US president holds Ramadan iftar at White House
Obama highlights Muslims' contributions at iftar dinner
Ambassadors, high-ranking officials and leading Congress members were greeted by a fig centerpiece and gathered around tables draped in green at the White House’s annual Ramadan iftar, the meal that breaks the day-long fast during the Muslim holy month, Tuesday night.
“We honor the contributions of America’s Muslims and the positive examples that so many of them set through their own lives,” President Barack Obama said as he continued the tradition of holding iftars at the White House.
He reiterated his commitment to fostering better relations between America and the Muslim world, echoing the theme of speeches given earlier in the year in Turkey and Egypt about the need for mutual engagement and respect.
The first-ever Muslim members of Congress, Keith Ellison and Andre Carson, attended as did top administration officials including Defense Secretary Robert Gates and Attorney General Eric Holder, Chair of the Judiciary Committee John Conyers and Richard Lugar, ranking member of the Foreign Affairs committee.
Ambassadors from several Muslim countries and from Israel also attended the iftar, a White House tradition started by President Bill Clinton and continued in George W. Bush.
The contribution of Muslims to the United States are too long to catalog because Muslims are so interwoven into the fabric of our communities and our country
President Barack Obama
The guests, which also included Muslim community members from throughout the country, started off with the traditional dates that are used to break the daylong Muslim fast and dined on organic chicken, potato and leek puree and peas.

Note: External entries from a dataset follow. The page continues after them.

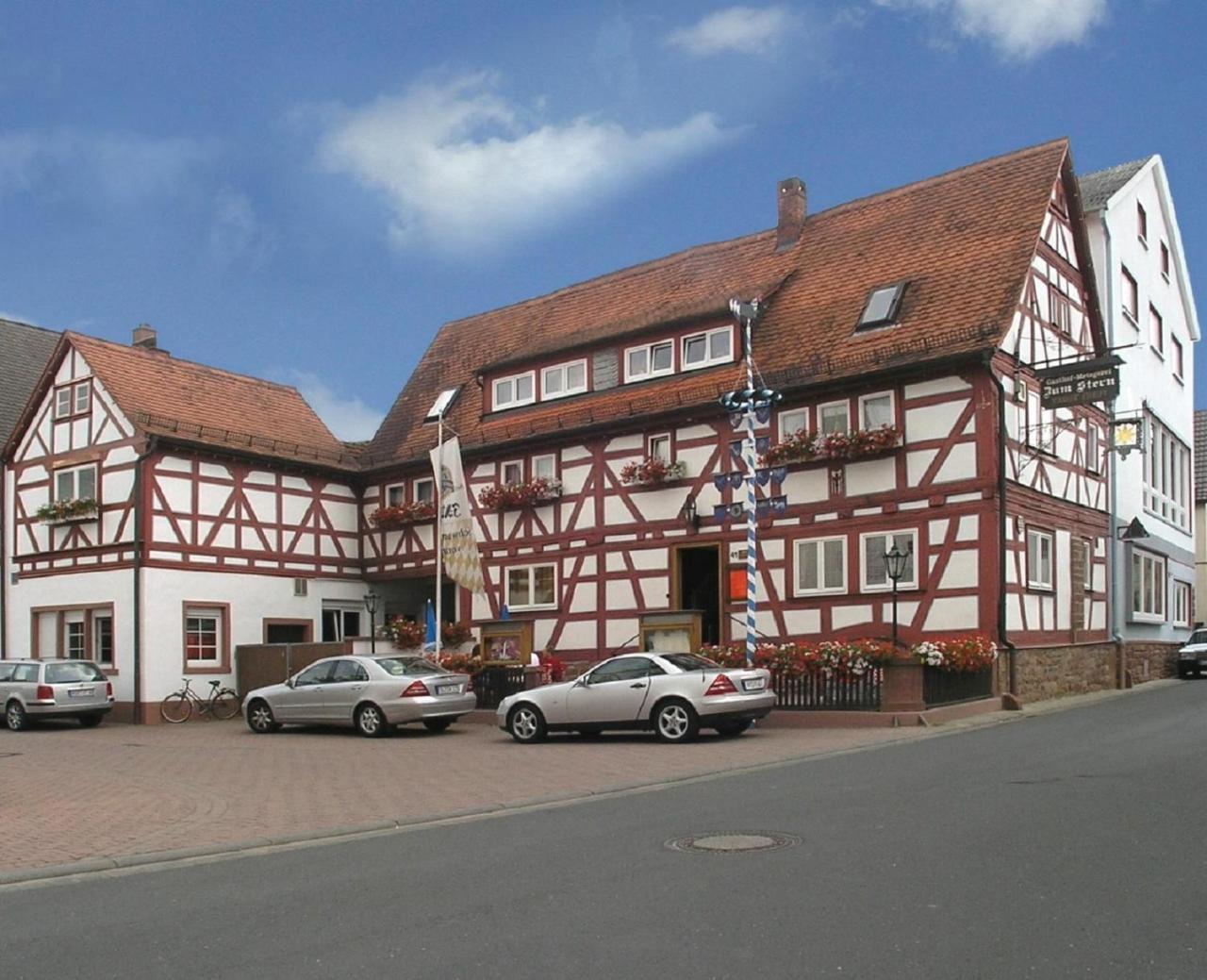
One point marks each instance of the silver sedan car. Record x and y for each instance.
(675, 694)
(373, 694)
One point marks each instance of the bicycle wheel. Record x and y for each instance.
(175, 708)
(224, 704)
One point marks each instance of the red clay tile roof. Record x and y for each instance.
(964, 241)
(194, 404)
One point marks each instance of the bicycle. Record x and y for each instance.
(179, 706)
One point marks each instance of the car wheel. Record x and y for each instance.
(526, 724)
(261, 718)
(371, 722)
(676, 722)
(15, 716)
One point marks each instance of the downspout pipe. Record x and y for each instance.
(139, 540)
(1012, 659)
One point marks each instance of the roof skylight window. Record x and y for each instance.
(442, 404)
(883, 305)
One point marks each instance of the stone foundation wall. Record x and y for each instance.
(1150, 661)
(1047, 673)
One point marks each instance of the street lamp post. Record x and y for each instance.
(371, 606)
(895, 564)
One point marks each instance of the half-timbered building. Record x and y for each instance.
(903, 329)
(159, 510)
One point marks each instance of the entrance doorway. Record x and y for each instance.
(698, 587)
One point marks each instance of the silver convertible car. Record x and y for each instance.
(373, 694)
(675, 694)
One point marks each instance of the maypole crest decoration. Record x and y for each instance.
(754, 405)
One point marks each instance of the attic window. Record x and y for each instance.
(882, 307)
(442, 404)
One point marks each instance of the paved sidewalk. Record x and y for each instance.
(69, 794)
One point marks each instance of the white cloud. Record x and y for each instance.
(112, 168)
(461, 167)
(349, 419)
(1020, 29)
(739, 30)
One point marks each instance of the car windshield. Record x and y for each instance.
(73, 672)
(408, 666)
(689, 660)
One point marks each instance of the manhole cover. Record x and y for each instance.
(733, 842)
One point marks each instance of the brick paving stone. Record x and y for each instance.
(69, 794)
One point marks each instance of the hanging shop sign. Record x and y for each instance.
(1079, 384)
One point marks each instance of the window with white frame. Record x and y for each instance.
(516, 390)
(1148, 586)
(560, 380)
(533, 587)
(1181, 596)
(821, 565)
(797, 420)
(1039, 559)
(660, 448)
(715, 346)
(1167, 475)
(650, 361)
(835, 417)
(875, 569)
(876, 410)
(204, 636)
(76, 483)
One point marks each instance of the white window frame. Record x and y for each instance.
(709, 358)
(531, 583)
(1156, 612)
(875, 395)
(651, 452)
(201, 612)
(1046, 579)
(498, 405)
(818, 545)
(565, 380)
(651, 372)
(74, 472)
(890, 539)
(785, 422)
(845, 405)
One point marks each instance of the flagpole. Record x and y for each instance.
(439, 527)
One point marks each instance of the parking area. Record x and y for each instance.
(70, 794)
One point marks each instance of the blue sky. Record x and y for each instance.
(306, 191)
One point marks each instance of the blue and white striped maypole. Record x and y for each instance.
(750, 401)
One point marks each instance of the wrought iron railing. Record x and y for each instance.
(945, 687)
(816, 691)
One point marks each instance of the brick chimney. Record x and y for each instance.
(792, 212)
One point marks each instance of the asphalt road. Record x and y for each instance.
(1064, 845)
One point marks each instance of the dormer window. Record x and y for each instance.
(715, 346)
(650, 361)
(513, 391)
(882, 307)
(560, 380)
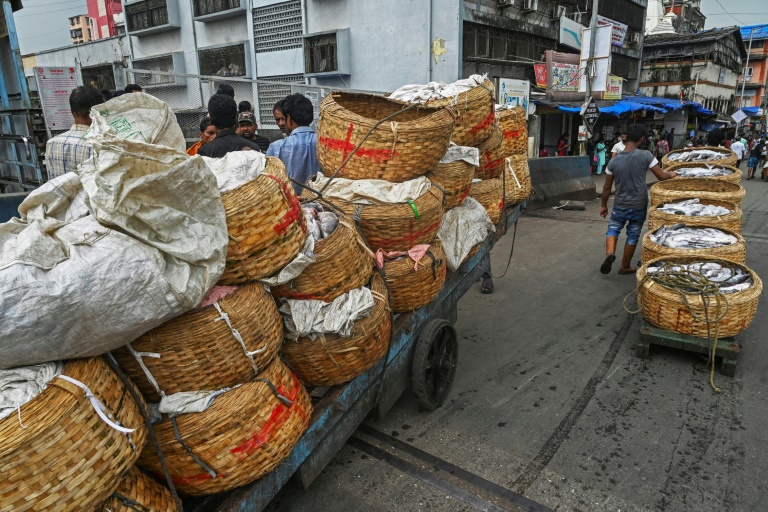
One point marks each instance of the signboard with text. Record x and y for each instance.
(55, 85)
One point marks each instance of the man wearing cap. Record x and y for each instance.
(246, 128)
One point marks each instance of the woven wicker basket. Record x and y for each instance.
(518, 180)
(736, 252)
(397, 227)
(331, 359)
(491, 156)
(65, 457)
(474, 111)
(730, 221)
(400, 149)
(411, 289)
(675, 190)
(343, 264)
(266, 226)
(664, 307)
(455, 178)
(244, 435)
(199, 350)
(514, 129)
(490, 194)
(734, 177)
(144, 493)
(729, 157)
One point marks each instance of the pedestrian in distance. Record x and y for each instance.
(630, 204)
(64, 152)
(222, 110)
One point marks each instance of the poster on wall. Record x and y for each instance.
(514, 93)
(55, 85)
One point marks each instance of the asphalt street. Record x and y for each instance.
(552, 410)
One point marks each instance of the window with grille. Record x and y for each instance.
(146, 14)
(164, 63)
(271, 93)
(277, 27)
(321, 54)
(223, 61)
(205, 7)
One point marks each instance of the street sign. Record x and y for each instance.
(590, 113)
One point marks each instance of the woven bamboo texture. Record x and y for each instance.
(735, 176)
(474, 111)
(729, 157)
(730, 221)
(518, 180)
(199, 351)
(144, 491)
(343, 264)
(735, 252)
(491, 156)
(331, 359)
(514, 129)
(669, 191)
(490, 194)
(397, 226)
(664, 307)
(411, 289)
(266, 226)
(244, 435)
(397, 150)
(455, 178)
(65, 457)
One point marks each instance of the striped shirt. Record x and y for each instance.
(66, 151)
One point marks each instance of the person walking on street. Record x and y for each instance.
(628, 170)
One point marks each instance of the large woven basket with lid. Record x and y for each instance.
(399, 149)
(58, 454)
(200, 349)
(332, 359)
(266, 226)
(667, 309)
(244, 435)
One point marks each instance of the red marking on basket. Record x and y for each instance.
(512, 134)
(484, 123)
(346, 147)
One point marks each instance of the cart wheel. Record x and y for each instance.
(434, 363)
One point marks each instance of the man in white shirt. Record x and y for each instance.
(738, 147)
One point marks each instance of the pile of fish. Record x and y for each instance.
(320, 221)
(709, 171)
(678, 236)
(693, 208)
(729, 278)
(696, 155)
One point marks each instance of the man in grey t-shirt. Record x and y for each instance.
(628, 170)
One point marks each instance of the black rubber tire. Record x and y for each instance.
(434, 363)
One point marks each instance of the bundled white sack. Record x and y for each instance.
(136, 237)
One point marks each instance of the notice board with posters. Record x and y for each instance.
(54, 85)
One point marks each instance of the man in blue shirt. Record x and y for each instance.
(299, 150)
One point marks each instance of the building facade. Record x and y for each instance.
(753, 78)
(80, 29)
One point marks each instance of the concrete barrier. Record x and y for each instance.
(9, 205)
(560, 178)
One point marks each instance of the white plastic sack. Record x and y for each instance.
(463, 227)
(152, 246)
(235, 169)
(373, 191)
(20, 385)
(421, 93)
(311, 318)
(139, 117)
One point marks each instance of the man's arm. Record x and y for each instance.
(606, 194)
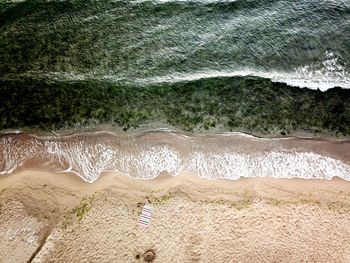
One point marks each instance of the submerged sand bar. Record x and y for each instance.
(48, 217)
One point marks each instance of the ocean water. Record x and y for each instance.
(302, 43)
(267, 67)
(146, 155)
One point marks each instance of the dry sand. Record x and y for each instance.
(46, 217)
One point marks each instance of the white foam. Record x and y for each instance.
(146, 161)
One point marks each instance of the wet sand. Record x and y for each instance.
(47, 217)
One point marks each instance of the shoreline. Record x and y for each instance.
(118, 131)
(77, 213)
(146, 155)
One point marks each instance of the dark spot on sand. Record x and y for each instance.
(149, 255)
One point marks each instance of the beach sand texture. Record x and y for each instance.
(48, 217)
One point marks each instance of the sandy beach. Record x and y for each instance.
(47, 217)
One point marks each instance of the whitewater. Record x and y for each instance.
(146, 155)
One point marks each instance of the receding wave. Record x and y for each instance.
(146, 155)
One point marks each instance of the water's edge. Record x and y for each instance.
(146, 154)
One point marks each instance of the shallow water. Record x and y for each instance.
(146, 155)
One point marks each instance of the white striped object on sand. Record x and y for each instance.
(146, 215)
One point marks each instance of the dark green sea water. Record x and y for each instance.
(263, 66)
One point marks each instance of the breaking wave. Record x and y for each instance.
(146, 156)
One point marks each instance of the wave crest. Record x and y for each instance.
(146, 158)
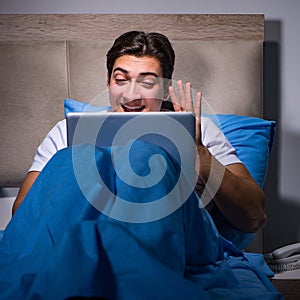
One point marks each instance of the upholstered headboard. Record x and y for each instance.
(47, 58)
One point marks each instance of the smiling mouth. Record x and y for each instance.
(129, 108)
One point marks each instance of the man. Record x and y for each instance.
(140, 68)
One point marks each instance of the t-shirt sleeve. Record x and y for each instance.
(217, 143)
(54, 141)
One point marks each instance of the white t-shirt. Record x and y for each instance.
(212, 138)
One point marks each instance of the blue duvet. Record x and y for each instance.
(58, 245)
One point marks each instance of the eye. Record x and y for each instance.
(147, 83)
(121, 81)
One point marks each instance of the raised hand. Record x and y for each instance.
(184, 102)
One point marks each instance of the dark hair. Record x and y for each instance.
(139, 43)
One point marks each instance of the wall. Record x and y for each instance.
(281, 87)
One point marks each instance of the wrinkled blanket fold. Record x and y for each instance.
(59, 245)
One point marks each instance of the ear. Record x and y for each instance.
(107, 82)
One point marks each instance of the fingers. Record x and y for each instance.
(184, 100)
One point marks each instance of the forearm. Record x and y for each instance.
(236, 194)
(25, 187)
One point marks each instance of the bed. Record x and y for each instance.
(47, 58)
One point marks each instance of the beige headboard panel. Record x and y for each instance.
(46, 58)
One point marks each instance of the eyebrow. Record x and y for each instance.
(142, 74)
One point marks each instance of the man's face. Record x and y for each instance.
(136, 84)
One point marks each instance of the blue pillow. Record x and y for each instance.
(251, 137)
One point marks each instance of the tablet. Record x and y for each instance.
(172, 131)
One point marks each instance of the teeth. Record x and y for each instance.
(133, 108)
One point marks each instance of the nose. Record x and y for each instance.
(132, 91)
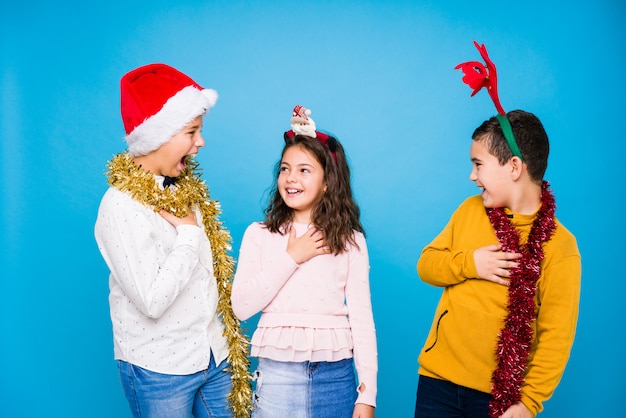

"The contribution of Muslims to the United States are too long to catalog because Muslims are so interwoven into the fabric of our communities and our country," Obama said.
He went on to tell the story of noteworthy Muslims like Kareem Khan, a decorated soldier who was killed in Iraq, and Nashala Hearn, who won the right to wear the hijab, or Muslim headscarf, at school.
Obama also singled out invited basketball star Bilqis Abdul-Qaadir, who broke a state record for most career points as a Massachusetts high school student, from among the guests, and paid tribute to boxing legend Muhammad Ali.
"As an honor student, as an athlete on her way to Memphis, Bilqis is an inspiration not simply to Muslim girls - she's an inspiration to all of us," he said.
“And while Muhammad Ali could not join us tonight, it is worth reflecting upon his remarkable contributions, as he's grown from an unmatched fighter in the ring to a man of quiet dignity and grace who continues to fight for what he believes -- and that includes the notion that people of all faiths holds things in common,” he added.
As an honor student, as an athlete on her way to Memphis, Bilqis is an inspiration not simply to Muslim girls - she's an inspiration to all of us
Ramadan, which began Aug. 22 according to Sunnis and Aug. 21 for Shiites, is a month of prayer, religious refection and generosity during which Muslims abstain from eating, drinking, smoking and sexual relations during daylight hours.
Obama released a video message to Muslims before the start of Ramadan in which he discussed the similarities Christians and Muslims share in terms of their values and principles.